Input and Output Knowledge
To understand this message, the reader needs to know: that the assistant had just performed a cleanup and was waiting for a fresh server start; that the server had been crashing in a restart loop prior to the cleanup; and that the assistant believed the cleanup had resolved the issue. The user's message directly contradicts that belief.

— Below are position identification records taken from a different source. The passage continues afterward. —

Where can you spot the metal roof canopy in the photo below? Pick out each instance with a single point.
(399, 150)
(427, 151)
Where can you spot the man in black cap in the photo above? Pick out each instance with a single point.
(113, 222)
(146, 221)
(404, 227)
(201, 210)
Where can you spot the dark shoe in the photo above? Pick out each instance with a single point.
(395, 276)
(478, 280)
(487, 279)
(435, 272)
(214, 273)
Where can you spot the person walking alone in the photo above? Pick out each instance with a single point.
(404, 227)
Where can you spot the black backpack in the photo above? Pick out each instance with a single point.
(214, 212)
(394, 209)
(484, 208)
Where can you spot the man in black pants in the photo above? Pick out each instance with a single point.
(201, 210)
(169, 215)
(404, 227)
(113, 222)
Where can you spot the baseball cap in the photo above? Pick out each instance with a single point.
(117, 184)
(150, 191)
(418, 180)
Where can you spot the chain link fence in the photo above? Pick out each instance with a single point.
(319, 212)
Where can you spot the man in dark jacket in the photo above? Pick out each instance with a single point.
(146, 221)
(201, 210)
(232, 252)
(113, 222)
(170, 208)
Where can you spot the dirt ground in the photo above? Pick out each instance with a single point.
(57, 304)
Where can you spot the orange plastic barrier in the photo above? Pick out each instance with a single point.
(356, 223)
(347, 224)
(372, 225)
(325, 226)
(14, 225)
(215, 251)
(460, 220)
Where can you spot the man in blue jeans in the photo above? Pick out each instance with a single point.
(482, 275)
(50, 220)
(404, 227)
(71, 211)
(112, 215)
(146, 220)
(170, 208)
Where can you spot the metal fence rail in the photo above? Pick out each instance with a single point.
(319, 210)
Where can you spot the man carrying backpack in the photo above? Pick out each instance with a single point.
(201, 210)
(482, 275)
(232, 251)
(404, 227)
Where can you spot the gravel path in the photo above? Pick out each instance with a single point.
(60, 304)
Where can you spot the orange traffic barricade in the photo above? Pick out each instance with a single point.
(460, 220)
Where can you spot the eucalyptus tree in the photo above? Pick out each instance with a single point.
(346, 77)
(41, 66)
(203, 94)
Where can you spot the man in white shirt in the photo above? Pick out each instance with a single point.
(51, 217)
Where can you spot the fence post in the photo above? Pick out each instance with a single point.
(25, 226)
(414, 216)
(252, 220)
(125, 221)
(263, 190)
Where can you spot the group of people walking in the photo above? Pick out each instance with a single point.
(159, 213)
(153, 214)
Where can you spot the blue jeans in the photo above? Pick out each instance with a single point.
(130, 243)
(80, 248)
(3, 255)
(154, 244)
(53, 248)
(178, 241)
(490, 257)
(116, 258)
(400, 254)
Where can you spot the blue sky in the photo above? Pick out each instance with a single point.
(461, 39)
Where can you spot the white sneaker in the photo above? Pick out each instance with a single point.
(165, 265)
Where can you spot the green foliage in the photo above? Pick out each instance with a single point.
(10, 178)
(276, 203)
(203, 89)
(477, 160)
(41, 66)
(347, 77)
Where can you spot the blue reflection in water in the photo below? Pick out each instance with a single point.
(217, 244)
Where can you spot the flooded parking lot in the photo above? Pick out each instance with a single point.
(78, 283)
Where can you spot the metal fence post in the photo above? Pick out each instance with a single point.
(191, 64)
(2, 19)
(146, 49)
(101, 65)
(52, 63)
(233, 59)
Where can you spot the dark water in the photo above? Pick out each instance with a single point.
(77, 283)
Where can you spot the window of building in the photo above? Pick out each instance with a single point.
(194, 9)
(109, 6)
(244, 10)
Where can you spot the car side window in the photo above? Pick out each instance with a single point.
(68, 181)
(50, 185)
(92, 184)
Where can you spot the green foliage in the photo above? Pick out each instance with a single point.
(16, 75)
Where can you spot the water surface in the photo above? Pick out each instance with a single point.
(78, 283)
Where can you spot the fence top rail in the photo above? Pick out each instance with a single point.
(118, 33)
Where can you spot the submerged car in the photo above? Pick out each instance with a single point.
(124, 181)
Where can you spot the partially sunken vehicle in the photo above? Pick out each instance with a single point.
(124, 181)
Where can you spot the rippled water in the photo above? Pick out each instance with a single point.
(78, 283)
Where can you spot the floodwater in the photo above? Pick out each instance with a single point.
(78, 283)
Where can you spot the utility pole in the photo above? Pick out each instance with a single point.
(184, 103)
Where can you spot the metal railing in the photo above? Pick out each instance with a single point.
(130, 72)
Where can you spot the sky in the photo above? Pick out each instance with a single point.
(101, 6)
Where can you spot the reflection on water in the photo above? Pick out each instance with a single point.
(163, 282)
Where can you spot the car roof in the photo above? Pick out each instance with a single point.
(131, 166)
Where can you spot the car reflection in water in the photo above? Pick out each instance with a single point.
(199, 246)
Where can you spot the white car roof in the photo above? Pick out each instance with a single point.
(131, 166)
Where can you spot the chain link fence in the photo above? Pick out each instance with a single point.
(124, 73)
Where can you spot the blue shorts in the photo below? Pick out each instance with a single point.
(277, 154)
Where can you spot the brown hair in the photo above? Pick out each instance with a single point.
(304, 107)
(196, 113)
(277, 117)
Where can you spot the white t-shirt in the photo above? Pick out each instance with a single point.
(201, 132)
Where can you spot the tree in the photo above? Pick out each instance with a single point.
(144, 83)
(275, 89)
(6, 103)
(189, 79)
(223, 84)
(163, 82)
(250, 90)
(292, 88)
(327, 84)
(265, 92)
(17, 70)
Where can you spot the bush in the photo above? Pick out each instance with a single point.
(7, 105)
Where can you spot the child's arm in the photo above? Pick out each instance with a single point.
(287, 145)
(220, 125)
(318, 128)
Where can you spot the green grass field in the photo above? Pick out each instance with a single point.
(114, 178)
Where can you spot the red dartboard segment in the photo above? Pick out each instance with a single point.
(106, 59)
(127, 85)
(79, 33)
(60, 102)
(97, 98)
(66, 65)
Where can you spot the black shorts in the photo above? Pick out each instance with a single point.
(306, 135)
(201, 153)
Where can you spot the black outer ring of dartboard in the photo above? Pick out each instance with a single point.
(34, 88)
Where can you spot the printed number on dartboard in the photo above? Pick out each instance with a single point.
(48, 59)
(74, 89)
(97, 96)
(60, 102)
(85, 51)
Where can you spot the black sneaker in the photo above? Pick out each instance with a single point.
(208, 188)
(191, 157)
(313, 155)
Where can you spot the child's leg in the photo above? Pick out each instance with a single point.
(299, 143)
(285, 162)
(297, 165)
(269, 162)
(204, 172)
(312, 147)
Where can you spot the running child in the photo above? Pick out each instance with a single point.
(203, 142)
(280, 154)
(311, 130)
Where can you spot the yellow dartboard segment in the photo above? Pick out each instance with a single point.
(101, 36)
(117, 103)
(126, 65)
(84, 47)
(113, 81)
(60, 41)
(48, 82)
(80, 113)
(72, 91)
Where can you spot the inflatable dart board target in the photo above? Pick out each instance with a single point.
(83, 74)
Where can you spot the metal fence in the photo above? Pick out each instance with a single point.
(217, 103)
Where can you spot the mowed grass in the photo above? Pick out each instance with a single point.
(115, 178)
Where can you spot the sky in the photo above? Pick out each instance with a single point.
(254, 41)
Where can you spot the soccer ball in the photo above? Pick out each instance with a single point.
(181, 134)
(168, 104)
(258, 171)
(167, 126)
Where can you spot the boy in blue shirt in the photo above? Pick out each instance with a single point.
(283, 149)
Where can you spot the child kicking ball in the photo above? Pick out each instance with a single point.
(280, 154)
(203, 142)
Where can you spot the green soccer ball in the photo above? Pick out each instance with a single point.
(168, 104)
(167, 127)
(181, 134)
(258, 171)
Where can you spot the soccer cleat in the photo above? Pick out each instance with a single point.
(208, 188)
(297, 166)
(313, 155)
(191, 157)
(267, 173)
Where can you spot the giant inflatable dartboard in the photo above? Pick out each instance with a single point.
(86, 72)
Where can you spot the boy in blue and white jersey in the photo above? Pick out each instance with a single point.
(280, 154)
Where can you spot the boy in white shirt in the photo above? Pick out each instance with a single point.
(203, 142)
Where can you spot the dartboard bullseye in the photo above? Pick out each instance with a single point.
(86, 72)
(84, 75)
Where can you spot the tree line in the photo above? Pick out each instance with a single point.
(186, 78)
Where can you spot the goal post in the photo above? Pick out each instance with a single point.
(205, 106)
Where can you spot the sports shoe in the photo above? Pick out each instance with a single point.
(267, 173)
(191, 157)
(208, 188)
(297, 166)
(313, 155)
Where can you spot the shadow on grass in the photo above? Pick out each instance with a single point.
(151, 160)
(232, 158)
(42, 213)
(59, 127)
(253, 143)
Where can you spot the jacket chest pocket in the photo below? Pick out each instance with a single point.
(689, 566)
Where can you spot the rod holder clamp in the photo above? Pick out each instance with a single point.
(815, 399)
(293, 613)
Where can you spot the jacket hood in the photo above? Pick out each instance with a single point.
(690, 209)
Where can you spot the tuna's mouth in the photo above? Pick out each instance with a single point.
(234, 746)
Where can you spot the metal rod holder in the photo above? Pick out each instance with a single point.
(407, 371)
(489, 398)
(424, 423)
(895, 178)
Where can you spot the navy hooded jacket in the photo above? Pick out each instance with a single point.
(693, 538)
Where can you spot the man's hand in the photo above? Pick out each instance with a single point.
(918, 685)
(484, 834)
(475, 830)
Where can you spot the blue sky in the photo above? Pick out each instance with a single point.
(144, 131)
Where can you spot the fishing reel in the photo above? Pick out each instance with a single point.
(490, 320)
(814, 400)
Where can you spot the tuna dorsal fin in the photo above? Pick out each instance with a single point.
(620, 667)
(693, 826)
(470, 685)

The knowledge created by this message is a correction to the assistant's mental model. The crash loop is not caused by zombie processes or stale GPU allocations. The steps=10 configuration itself is the problem — whether through insufficient KV cache memory, excessive draft token overhead, or some other resource constraint. The assistant must now re-examine its assumptions and find the true root cause.
Conclusion
"crashing in a loop" is a masterclass in concise technical communication. In three words, the user conveys: a status report (the server is down), a diagnosis (it's not a one-time crash but a recurring loop), a correction (your fix didn't work), and an implicit directive (debug this properly). It's the kind of message that only works between collaborators who share deep context — and in the opencode conversation, it works perfectly. The assistant understands immediately that its carefully constructed narrative about zombie processes and graceful shutdowns was wrong, and that the real work of diagnosing the steps=10 failure is just beginning.